La extraña pareja andaba dando tumbos por Madrid. Buscaban la posada de más baja condición que se adecuara a sus exiguas posibilidades económicas. Apenas habían tenido tiempo en esos pocos días de asimilar la desastrosa situación que se les echaba encima, ni de decidir hacia dónde encaminarse. Félix rumiaba ya la posibilidad de trabajar para otro maestro cerrajero, si es que alguno le admitía en la villa y corte, y desde allí hacer la más dañina competencia posible al taller de su suegro y antiguo maestro. Estaba convencido de que sus secretos de oficio valían oro.
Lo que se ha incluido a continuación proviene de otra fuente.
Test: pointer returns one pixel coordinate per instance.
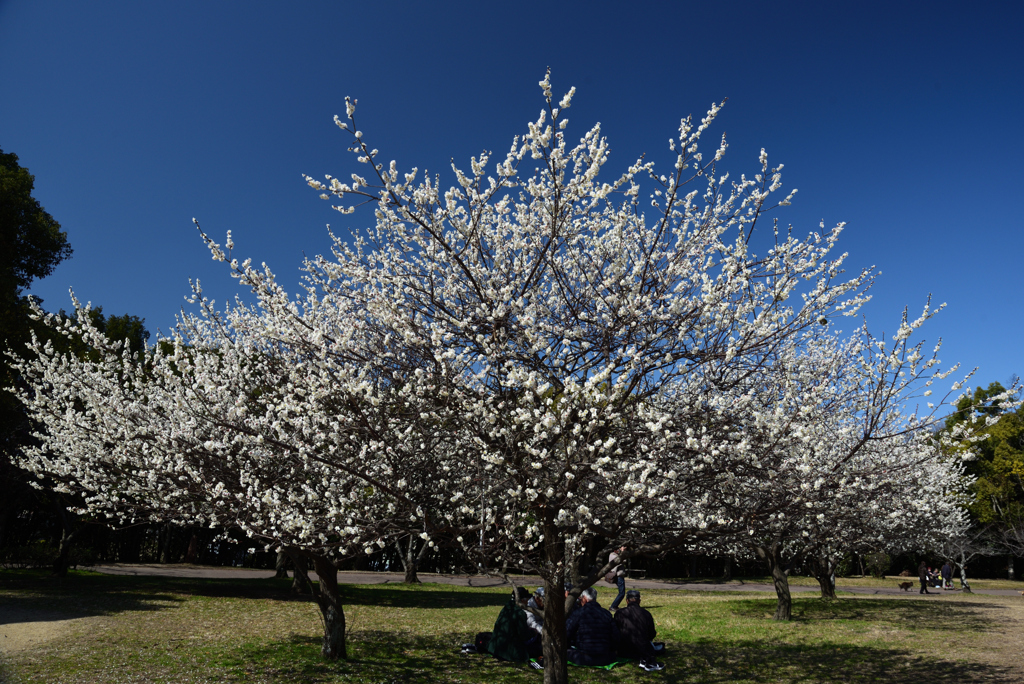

Pero no le dio tiempo siquiera a intentarlo. Los alguaciles, que ya le buscaban por las calles, le prendieron merodeando por las tabernas de la plaza Mayor una tarde y fue retenido durante varias semanas, en las peores condiciones, en los calabozos de la cárcel de corte. Félix Monsiono fue condenado finalmente al destierro de la capital. Durante diez años no podría acercarse a menos de diez leguas de Madrid. Francisco rezaba para que la providencia le otorgara no volver a encontrarse con ese indeseable rival durante el resto de su vida.
Félix acató sin remedio la sentencia dictada y marchó con su familia, resentido y lleno de rabia. En su beneficio se llevaba el no tener que presenciar, ya en frío, la magnitud de la destrucción que él mismo había contribuido a provocar en el real alcázar.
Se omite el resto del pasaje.